The video above shows my first e-textile project in the making. The central round thing is basically a computer board (a LilyPad arduino) with a variety of pins that you can use for inputting and outputting data and power. The other small boards are programmable LEDs (LilyPad Pixel Boards and Flora NeoPixels) that you can turn on, off, and set the RGB colour of – making them very versatile for creating patterns with – each one can be programmed individually.
Other outputs can be things like numerical displays, little motors, and things that make sound like an MP3 player or vibration board. Inputs can be in the form of sensors like light, temperature, movement, sound and even colour. You can even connect it to Bluetooth so you could have two things that talk to each other or talk to other devices like your phone or a heart rate monitor. Based on the input you could make the lights do different things, for example, pulse in time with your heartbeat!
You connect the different components together with conductive thread and connect the board to a computer to program it.
The project above is ‘art’ – it’s just to look pretty, but also to practice programming different ‘animations’ and working with some sensors mainly to learn how to do it before embarking on some other project ideas.
This video shows some simple animations where the colours of the animations change depending on the readings of a light sensor (the ‘cylon’ animation) and temperature sensor (the fast outer ring ‘cascade’ animation).

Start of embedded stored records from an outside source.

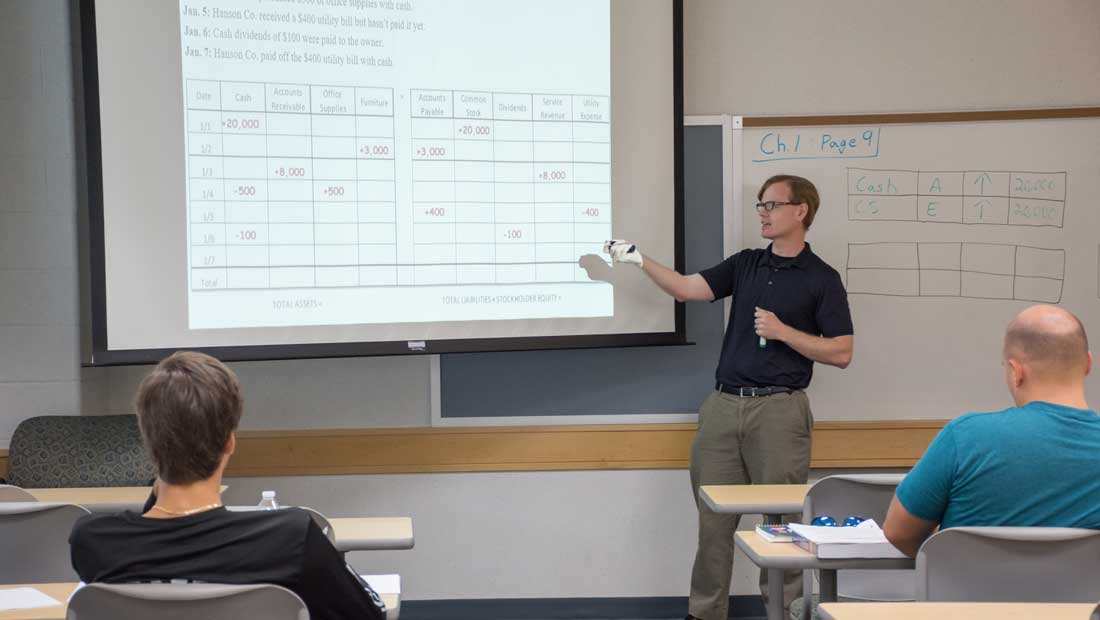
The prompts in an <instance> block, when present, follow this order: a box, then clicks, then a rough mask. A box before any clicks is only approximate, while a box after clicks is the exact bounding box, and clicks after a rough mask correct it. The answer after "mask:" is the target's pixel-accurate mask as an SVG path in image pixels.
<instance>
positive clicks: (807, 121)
mask: <svg viewBox="0 0 1100 620" xmlns="http://www.w3.org/2000/svg"><path fill="white" fill-rule="evenodd" d="M1095 117H1100V108H1036V109H1030V110H975V111H970V112H914V113H908V114H832V115H831V114H817V115H810V117H744V118H741V126H744V128H790V126H813V125H889V124H899V123H969V122H979V121H1040V120H1052V119H1089V118H1095Z"/></svg>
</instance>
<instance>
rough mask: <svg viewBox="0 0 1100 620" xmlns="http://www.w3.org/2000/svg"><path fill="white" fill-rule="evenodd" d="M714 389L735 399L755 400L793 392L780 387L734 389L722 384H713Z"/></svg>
mask: <svg viewBox="0 0 1100 620" xmlns="http://www.w3.org/2000/svg"><path fill="white" fill-rule="evenodd" d="M714 389H716V390H718V391H720V392H725V394H730V395H734V396H737V397H740V398H756V397H758V396H771V395H773V394H790V392H792V391H794V390H793V389H791V388H788V387H781V386H768V387H735V386H727V385H726V384H723V383H717V384H715V385H714Z"/></svg>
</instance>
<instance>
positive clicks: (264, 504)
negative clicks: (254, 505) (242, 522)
mask: <svg viewBox="0 0 1100 620" xmlns="http://www.w3.org/2000/svg"><path fill="white" fill-rule="evenodd" d="M261 496H262V497H263V499H261V500H260V503H259V506H260V509H261V510H278V501H276V500H275V491H264V492H263V494H261Z"/></svg>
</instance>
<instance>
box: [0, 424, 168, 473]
mask: <svg viewBox="0 0 1100 620" xmlns="http://www.w3.org/2000/svg"><path fill="white" fill-rule="evenodd" d="M154 477H156V470H155V469H154V468H153V464H152V463H150V461H149V458H147V457H146V456H145V452H144V450H143V449H142V443H141V432H140V431H139V430H138V417H136V416H38V417H35V418H27V419H26V420H23V421H22V422H20V423H19V425H18V427H15V431H14V433H12V436H11V444H10V445H9V447H8V481H10V483H11V484H13V485H18V486H21V487H25V488H41V487H132V486H144V485H147V484H149V481H150V480H152V479H153V478H154Z"/></svg>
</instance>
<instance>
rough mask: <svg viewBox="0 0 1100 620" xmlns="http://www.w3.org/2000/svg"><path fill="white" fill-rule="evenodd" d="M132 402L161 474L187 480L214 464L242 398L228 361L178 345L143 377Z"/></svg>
mask: <svg viewBox="0 0 1100 620" xmlns="http://www.w3.org/2000/svg"><path fill="white" fill-rule="evenodd" d="M134 407H135V409H136V410H138V424H139V427H140V428H141V434H142V440H143V442H144V443H145V451H146V452H147V453H149V457H150V460H151V461H152V462H153V465H155V466H156V470H157V475H158V476H160V478H161V479H162V480H164V481H166V483H168V484H173V485H187V484H191V483H197V481H199V480H205V479H206V478H209V477H210V476H212V475H213V474H215V472H217V470H218V465H219V464H220V463H221V457H222V455H223V454H224V453H226V446H227V445H228V443H229V438H230V435H231V434H232V432H233V431H234V430H237V425H238V423H240V421H241V412H242V410H243V409H244V400H243V398H242V397H241V384H240V381H238V379H237V375H235V374H233V372H232V370H230V369H229V367H228V366H226V365H224V364H222V363H221V362H219V361H218V359H215V358H213V357H211V356H209V355H206V354H204V353H196V352H193V351H179V352H176V353H173V354H172V355H169V356H168V357H165V358H164V359H163V361H161V363H160V364H157V365H156V368H153V372H152V373H150V374H149V376H146V377H145V379H144V380H142V383H141V387H139V388H138V396H136V397H135V398H134Z"/></svg>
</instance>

Wheel POV. First test, changing Neopixel colours via colour picker on the phone and BlueFruit BLE component.
Light-painting geek style
A pantograph is used to improve the accuracy of drawing. Attached to this are a variety of electronic components. Firstly an RGB Neopixel provides the light source. This LED produces a very bright light and can be programmed to be any colour you want. This is connected to an Adafruit Flora. This is an Arduino-based programmable electronic device that is designed to be used to create wearable electronics. This is where the program resides that sends signals to the Neopixel. Connected to this is a button that tells the Flora whether to turn the light on or off. Also connected to the Flora is an Adafruit Bluefruit LE module. This module communicates with Bluetooth and enables me to use an App on my phone to control the colour of the LED. I can set up the LED with the colour I want before pressing the shutter, but can also change it mid-shot. So in all it allows me to do what I want – to move a pixel around in a relatively controlled manner, switch it on and off and change the colour to any I desire.
Who doesn’t start with their name. It’s a little shaky – getting used to the pantograph and drawing completely in the dark! Switching on and off works.
Drawing isn’t too bad, and it has a colour change mid-frame.
It’s difficult to match up two ends of a picture accurately. Also the pantograph tends to shift whilst you are using it!
Colour change, and getting a little complicated.
Still a bit wobbly, but you get the idea.
Multiple colour changes and complexity! This one is a composite of a couple of attempts – speed, accuracy and trying to operate a phone app at the same time is very tricky!
Although my hacky light painting tool does what I want it to, there are challenges. The results are not perfect. The wobbly drawings could probably be improved with more practice, but my current feeling is I could draw something better looking in a graphics program and you wouldn’t be able to tell the difference! More experimentation needed!